Tra i molti simbolismi il sofà, il divano, non è una scelta casuale, il sultano faceva sedere infatti una fanciulla sul divano, in quello che è il luogo considerato di piacere carnale (non il letto, ma il divano) indicando implicitamente il preludio alla carnalità. Una donna che sta semisdraiata su divano è pronta al piacere ed è considerata  oggetto di piacere. Oltre tutto le donne bionde nel mondo orientale sono viste come una donne proclive alla carnalità e quindi come prede sessuali.

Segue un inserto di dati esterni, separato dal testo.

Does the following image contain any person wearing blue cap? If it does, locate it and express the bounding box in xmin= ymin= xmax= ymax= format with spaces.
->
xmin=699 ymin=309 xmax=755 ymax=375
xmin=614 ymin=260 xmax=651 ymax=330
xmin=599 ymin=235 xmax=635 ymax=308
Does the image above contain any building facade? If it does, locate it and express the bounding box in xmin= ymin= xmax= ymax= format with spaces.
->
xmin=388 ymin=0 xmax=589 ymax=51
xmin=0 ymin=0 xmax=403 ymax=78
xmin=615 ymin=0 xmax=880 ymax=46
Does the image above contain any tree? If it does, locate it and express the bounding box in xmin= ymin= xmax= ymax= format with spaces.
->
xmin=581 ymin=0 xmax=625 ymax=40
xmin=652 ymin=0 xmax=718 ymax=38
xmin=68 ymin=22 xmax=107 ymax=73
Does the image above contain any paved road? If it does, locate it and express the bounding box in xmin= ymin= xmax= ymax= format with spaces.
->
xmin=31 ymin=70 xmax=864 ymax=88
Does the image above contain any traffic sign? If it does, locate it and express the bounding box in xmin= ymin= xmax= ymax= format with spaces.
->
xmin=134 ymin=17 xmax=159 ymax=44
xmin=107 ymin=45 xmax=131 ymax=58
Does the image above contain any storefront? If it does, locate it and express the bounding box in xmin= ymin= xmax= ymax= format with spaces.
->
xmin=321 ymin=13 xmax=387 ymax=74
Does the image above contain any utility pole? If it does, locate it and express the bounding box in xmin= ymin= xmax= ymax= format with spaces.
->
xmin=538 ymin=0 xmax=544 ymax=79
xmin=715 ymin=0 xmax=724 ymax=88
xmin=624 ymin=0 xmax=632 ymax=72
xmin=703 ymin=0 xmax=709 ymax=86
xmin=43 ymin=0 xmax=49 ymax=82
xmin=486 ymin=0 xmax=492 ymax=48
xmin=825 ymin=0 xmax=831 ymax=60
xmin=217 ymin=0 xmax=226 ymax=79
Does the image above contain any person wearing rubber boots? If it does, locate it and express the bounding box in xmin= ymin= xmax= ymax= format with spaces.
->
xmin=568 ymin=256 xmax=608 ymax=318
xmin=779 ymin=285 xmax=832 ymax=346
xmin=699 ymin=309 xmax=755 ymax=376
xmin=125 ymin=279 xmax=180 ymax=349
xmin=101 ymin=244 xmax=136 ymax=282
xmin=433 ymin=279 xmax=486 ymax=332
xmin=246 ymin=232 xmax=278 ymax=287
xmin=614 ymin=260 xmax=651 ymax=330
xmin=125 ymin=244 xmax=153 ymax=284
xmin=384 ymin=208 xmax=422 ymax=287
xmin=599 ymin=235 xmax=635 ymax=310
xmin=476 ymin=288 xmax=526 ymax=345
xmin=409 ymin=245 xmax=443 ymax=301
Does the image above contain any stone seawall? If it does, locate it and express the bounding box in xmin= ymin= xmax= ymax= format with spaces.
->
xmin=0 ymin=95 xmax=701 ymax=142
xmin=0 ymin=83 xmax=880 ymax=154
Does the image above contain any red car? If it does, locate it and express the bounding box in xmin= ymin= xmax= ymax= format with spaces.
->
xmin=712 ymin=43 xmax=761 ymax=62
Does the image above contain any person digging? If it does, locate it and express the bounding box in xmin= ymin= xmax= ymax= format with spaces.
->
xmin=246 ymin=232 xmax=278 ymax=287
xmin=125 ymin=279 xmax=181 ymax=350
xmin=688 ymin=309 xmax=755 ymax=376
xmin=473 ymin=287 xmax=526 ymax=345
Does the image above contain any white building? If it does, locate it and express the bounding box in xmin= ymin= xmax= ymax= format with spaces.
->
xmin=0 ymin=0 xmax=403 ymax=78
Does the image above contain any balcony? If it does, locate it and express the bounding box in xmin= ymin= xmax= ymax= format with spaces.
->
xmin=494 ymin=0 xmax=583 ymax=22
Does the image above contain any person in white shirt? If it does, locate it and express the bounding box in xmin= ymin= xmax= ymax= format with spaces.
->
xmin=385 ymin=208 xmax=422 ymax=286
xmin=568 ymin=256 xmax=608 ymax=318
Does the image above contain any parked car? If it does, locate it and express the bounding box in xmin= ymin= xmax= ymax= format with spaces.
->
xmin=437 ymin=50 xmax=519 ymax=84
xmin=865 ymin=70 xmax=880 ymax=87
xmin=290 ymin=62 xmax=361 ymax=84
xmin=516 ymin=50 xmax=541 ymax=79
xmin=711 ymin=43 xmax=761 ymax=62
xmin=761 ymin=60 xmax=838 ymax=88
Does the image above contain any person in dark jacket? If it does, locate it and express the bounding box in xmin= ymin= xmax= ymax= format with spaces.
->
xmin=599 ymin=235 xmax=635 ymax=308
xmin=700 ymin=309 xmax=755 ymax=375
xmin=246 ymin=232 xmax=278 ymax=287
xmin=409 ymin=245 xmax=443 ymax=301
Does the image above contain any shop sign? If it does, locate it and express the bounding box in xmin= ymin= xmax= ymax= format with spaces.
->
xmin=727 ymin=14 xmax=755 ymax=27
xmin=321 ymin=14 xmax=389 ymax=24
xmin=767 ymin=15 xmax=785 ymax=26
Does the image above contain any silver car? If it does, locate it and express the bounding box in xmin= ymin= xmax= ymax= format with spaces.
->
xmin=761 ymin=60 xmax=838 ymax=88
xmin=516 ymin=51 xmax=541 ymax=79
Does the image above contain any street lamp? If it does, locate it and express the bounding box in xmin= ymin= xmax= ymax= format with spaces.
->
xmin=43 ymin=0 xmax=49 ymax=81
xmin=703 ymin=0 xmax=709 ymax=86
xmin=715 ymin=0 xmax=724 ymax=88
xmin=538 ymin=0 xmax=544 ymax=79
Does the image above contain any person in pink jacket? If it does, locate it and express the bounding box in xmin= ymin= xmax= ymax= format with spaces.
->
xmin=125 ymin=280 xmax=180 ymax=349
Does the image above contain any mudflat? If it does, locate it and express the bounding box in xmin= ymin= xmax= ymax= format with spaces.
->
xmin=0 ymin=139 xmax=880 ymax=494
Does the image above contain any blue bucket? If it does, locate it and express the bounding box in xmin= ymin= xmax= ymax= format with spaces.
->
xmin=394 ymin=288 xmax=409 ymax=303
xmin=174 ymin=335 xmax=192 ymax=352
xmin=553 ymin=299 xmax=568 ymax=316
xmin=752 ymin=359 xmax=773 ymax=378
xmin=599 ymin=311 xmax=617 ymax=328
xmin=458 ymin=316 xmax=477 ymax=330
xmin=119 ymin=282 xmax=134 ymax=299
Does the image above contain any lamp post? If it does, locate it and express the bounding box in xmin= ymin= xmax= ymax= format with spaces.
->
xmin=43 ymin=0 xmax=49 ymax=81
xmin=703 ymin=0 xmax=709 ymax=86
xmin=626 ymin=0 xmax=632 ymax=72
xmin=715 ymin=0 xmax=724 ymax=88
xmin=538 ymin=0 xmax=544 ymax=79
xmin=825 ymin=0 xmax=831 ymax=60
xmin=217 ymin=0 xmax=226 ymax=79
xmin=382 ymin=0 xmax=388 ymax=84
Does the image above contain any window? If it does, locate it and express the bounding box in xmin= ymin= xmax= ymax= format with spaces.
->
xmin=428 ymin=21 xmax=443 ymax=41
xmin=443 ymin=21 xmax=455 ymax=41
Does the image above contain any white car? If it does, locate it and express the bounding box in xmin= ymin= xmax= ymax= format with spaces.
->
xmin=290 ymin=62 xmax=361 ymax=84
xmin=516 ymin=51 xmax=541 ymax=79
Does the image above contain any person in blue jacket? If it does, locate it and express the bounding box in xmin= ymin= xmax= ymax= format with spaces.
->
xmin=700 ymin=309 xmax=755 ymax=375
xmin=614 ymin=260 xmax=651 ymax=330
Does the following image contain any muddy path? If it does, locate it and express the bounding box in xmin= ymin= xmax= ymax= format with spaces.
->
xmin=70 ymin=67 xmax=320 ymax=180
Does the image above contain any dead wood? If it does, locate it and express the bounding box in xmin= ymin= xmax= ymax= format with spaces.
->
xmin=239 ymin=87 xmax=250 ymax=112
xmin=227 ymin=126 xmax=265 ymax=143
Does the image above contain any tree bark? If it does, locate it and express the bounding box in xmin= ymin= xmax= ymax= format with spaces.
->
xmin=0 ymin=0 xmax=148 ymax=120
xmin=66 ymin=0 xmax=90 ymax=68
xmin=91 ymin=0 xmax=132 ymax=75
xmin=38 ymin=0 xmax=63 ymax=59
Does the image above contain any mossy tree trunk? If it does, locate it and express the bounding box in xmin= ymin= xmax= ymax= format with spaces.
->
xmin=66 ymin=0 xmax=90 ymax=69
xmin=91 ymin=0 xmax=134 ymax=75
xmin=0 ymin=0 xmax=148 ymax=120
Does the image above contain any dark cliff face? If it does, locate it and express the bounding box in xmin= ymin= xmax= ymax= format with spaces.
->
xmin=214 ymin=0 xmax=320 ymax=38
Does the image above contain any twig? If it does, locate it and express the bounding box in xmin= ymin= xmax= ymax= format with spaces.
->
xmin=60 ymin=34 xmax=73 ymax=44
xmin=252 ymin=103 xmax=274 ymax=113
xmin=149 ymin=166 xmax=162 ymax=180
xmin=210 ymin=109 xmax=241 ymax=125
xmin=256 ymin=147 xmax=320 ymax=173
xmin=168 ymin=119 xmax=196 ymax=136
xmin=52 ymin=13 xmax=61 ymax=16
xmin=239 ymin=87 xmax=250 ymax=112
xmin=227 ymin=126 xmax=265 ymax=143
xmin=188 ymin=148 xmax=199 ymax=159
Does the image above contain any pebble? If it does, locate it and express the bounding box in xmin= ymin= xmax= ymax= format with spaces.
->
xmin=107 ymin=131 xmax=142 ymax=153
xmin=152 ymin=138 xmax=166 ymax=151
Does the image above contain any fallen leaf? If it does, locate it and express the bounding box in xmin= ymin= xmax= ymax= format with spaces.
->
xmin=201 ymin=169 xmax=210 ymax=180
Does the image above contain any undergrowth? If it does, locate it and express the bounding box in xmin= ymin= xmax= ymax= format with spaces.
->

Tornando al passato possiamo dire che quella ottomana era una cultura geniale e quando tramontò l’impero romano, a tramontare fu quello d’occidente, mentre quello d’oriente prosperò in maniera straordinaria.  Furono loro ad inventare i primi cannoni che sparavano palle delle dimensioni delle nostre attuali cinquecento. Potevano sparare un massimo di  5 colpi al giorno e con questi mezzi ottennero grandi conquiste con una strategia militare che all’epoca era la più moderna. L’amore ed il potere della bellezza ancora oggi sono vivi e sono presenti nella cultura Turca ed Ottomana. L’estensione del loro domnio è testimoniato in tutta Europa e non a caso in tutti i presepi napoletani affianco al bambinello, con cranei rasati copricapi e ciuffetti laterali, troviamo sempre un turco, visto come personaggio esotico.

Il nuovo sultano, quello dei tempi moderni cosa fa? Fa dunque sedere la donna europea sul sofà, relegandola a ruolo di donna di piacere, un ruolo di soggetto pavido e passivo. Per questo motivo c’è stata una grande ribalta mediatica alla gaffes del protocollo. Al popolo europeo questo sottile modo di comunicare in simbolismi può essere sfuggito, ma non certo a quello turco cui è apparso subito evidente il messaggio per non essere compreso in modo incisivo. Porre una donna su di un divano, considerato un giaciglio, significa averla umiliata e regredita da quello che è la valenza dell’essere un politico internazionale, rinnegandone anche la posizione istituzionale. Con questo gesto è stato inoltre rimossa quella qualità tradizionale nel popolo turco che è il rispetto nei confronti della donna. Non scordiamo che questo sovrano/sultano ha anche fatto uscire la Turchia dalla convenzione internazionale sui diritti della donna.

Davvero molti passi indietro se consideriamo che solo pochi anni fa era possibile un ingresso della Turchia in Europa.